I can still see the warmth radiating from the exposed engine below, and remember how it helped to break the chill of the morning air. I still recall the conversations we had—the way he answered my many questions about what kinds of trees there were on the farm, exactly how you went about digging an irrigation ditch with the scoop, or why the tractor had a foot brake on each side, while the Mercury only had one.
But above all I remember feeling a calmness and security from the pulsing and vibrating of the tractor’s engine. It had a low-rev, high-torque industrial purposefulness to it, and was nearly impossible to bog down. To my young mind, there wasn’t anything that Gramps – the best tractor-driver in the world, I knew for sure – couldn’t get it to do. Even then, I recognized that the partnership of this most capable machine and this most capable man were wondrous things.
When I was five, Gramps decided it was my turn behind the wheel. At first I sat on his lap, and learned how to work the notched hand-operated throttle. Later came manipulating the hydraulic controls to raise and lower the attachments (always the platform, as the disc and plow were deemed too dangerous). And finally, a couple of years later, once my leg muscles were strong enough to press on the brakes, he sent me off on my own.
It was a perfect world. Using the platform, my assignment was to drag the ground flat beneath the walnut trees, which would make it easier to pick up the nuts we knocked loose from them with a long two-by-four. As you can imagine, I was always ready to take the tractor out “to go dragging.” An additional bonus was driving by the rear property line, taunting the older children who lived in the subdivision behind, because I was driving a tractor and they weren’t.

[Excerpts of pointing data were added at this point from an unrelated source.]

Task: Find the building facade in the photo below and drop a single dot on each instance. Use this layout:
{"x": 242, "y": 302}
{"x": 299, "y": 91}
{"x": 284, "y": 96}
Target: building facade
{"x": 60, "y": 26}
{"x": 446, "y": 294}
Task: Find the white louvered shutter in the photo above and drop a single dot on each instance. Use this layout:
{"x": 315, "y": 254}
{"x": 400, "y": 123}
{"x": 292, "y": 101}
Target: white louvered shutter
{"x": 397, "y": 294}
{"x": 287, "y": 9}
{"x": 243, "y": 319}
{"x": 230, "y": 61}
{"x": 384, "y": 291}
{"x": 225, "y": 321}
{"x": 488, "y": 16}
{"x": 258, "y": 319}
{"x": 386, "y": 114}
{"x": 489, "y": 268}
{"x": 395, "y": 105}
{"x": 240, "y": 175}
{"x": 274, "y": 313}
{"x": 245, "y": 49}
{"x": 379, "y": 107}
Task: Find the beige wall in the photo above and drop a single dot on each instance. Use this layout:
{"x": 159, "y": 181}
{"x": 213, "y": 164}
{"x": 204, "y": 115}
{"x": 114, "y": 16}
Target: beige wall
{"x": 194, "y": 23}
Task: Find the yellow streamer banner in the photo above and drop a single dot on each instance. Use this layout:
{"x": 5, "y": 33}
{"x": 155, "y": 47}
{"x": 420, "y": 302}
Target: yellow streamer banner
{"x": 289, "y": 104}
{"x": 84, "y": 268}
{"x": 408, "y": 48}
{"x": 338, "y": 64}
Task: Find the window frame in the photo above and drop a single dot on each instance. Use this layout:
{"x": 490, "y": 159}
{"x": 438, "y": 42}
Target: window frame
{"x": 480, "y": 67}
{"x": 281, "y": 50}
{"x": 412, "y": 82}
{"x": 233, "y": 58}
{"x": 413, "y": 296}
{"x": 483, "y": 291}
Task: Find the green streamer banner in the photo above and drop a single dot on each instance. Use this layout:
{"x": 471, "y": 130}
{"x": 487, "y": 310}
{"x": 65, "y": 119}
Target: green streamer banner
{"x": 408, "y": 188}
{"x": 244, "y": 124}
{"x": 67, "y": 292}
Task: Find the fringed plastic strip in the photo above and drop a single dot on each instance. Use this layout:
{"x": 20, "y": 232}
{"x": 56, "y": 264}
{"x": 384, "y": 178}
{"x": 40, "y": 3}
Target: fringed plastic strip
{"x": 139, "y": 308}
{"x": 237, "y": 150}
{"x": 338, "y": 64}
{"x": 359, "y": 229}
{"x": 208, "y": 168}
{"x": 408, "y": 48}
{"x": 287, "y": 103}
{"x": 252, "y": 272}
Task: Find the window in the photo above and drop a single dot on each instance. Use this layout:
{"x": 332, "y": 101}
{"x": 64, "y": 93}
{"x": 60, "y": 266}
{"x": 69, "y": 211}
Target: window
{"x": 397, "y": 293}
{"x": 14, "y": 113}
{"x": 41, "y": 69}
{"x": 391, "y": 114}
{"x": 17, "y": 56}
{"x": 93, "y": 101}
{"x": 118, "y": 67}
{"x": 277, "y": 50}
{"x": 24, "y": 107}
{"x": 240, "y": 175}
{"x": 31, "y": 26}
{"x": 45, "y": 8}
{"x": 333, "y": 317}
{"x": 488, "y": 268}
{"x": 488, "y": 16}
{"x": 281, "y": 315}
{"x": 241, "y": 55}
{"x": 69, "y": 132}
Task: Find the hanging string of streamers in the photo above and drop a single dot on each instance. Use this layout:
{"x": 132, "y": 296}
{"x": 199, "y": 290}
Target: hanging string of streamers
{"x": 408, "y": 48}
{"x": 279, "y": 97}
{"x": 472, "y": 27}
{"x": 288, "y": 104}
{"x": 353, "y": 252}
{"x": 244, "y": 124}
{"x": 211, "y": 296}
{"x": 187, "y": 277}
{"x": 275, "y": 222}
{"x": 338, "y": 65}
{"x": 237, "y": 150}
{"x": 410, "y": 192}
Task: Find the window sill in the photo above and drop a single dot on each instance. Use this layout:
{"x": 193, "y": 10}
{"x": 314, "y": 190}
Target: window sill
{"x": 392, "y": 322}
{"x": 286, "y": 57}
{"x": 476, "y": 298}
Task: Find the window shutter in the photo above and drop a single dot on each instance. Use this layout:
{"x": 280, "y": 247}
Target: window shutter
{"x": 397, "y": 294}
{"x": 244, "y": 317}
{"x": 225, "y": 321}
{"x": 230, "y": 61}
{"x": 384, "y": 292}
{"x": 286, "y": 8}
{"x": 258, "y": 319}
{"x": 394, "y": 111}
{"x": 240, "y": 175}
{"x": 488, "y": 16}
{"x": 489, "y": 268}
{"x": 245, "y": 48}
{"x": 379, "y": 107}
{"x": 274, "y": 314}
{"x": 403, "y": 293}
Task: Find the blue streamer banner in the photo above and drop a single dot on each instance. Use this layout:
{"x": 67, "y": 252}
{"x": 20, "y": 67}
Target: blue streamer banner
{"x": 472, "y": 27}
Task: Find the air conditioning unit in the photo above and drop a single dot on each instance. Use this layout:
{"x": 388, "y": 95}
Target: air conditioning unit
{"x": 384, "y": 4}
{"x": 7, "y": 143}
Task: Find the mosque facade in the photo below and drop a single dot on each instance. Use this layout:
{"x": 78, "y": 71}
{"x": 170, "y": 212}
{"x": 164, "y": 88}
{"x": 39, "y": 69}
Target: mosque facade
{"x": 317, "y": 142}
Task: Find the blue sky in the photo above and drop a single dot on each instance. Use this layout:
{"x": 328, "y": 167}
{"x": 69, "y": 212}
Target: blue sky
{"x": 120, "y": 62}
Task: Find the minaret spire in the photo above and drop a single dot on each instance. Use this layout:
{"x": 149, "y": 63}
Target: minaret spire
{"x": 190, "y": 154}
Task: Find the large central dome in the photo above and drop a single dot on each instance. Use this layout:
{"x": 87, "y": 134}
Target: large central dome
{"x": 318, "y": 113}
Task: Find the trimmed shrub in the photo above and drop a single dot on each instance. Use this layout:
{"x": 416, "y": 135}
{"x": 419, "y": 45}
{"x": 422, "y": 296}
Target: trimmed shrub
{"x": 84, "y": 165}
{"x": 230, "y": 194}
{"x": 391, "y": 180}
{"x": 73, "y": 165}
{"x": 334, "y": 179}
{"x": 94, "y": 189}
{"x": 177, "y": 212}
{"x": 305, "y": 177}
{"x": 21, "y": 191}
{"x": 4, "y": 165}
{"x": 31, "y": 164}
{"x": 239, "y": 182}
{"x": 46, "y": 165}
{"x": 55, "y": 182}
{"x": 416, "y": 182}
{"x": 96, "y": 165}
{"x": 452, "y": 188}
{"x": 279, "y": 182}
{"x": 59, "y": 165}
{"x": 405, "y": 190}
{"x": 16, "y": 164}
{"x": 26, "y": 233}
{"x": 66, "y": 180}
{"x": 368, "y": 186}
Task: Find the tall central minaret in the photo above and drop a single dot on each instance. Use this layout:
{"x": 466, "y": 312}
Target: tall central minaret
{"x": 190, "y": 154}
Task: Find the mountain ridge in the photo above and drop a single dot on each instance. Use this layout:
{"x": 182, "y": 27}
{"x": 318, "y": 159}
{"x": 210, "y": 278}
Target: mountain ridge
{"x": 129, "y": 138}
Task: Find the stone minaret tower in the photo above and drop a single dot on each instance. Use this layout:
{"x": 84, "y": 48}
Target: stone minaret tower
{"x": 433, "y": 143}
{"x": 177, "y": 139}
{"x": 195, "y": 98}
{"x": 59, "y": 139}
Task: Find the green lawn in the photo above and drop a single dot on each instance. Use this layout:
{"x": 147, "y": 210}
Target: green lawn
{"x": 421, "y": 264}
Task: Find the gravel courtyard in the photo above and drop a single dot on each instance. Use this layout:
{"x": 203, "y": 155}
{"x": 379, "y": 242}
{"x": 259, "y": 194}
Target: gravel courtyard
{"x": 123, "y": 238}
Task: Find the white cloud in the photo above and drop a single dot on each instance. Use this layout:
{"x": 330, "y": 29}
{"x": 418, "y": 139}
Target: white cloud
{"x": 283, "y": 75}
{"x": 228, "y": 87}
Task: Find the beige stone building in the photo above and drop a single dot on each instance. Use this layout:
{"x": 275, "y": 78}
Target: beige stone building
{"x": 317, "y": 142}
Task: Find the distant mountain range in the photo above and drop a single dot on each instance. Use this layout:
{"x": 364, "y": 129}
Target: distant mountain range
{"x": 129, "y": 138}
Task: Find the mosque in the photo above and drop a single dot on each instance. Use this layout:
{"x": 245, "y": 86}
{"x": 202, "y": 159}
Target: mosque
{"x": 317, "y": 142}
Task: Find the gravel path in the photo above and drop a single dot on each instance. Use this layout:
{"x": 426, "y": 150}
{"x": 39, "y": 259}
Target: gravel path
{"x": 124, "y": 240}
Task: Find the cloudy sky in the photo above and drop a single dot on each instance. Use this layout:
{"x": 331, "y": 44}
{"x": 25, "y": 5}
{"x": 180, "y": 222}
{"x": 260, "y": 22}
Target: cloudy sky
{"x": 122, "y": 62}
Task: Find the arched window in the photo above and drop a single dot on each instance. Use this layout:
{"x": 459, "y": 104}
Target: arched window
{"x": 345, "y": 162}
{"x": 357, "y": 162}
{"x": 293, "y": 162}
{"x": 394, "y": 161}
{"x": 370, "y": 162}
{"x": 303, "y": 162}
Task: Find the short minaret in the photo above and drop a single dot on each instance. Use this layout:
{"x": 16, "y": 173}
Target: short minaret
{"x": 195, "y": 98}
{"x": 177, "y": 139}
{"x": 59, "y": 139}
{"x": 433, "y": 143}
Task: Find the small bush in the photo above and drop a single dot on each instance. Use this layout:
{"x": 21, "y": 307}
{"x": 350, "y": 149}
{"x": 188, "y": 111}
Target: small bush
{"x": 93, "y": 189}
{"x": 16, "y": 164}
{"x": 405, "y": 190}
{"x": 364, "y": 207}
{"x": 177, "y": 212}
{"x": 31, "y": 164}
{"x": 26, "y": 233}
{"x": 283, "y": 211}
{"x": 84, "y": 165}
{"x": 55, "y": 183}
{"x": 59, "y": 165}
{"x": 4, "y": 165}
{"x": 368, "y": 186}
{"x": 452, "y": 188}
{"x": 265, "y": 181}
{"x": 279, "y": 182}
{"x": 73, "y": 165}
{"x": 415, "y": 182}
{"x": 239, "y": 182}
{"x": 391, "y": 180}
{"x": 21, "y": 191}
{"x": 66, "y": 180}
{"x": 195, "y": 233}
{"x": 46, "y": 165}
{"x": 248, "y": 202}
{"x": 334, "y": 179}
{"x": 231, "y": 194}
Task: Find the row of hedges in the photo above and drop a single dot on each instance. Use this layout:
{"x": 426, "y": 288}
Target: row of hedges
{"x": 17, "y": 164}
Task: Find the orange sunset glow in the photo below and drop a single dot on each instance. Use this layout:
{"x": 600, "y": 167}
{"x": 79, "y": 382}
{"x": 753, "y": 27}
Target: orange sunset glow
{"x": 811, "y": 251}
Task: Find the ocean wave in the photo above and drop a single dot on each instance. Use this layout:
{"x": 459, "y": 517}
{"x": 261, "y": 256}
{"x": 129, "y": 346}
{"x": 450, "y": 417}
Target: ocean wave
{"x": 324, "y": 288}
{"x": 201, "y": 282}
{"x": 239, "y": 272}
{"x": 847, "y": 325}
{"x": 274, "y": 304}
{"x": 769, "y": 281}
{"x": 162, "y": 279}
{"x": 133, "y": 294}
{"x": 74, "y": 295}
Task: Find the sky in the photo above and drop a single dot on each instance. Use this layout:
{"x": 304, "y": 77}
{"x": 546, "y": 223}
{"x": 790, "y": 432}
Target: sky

Gramps died, suddenly and unexpectedly, when I was 12. I never drove the tractor again. The family farm was put up for sale, and the proceeds sustained my grandmother during the difficult times that followed. Now, I drive by the farm once or twice a year when I am in the Bay Area. The same pear trees are still there, and in the summer, the walnut trees are still laden with their fruit. I always stop, get out, and recollect the brisk air of the mornings with my grandfather. I can hear the conversations we had about the mysteries of life while the tractor chugged along contentedly.
Nearly a half-century later, I am still inescapably drawn to the magic of the internal-combustion engine. Each car, especially those from before 1975, has its own emotional signature, written with the combination of its drivetrain, its coachwork, and the intent of the men who built it. Our 1963 Corvette has a raucous, Elvis Presley, cuffed-jeans, dark-glasses, “Jailhouse Rock” swagger to it. The 1965 Alfa Giulia Spider, a dolce vita, rev-me-til-the-end-of-time feeling. Even our recently departed 1965 two-stroke Saab had its sense of self, puffing out an “I’m Swedish and I’m different and I don’t care” message.
But my core feelings are still most easily tapped by a vintage Ford tractor. At the annual Steam-Up in Brooks, Oregon, last August, there were several 8Ns on display.
My daughter, Alex, was with me, and I had her sit on a couple of them. And for a brief moment, I thought about buying one, keeping it on a farm nearby, and letting Alex have her chance to live in the past I had once inhabited. But I realized that she is already making her own past, one that began with being strapped into a car seat in the Alfa Giulia Spider Veloce when she was just a few months old, learning to drive our VW Thing at the age of eleven, and setting her sights on a 911SC as a first car. As we drive to school each morning in that same Alfa, top-down this time of year, we plan out the road trips we’re going to take.
Gramps and the tractor were good to me. Now, it’s my turn to pass on that goodness to the next generation, and hope that Alex can find the same pleasure and passion, on her own terms, that I have.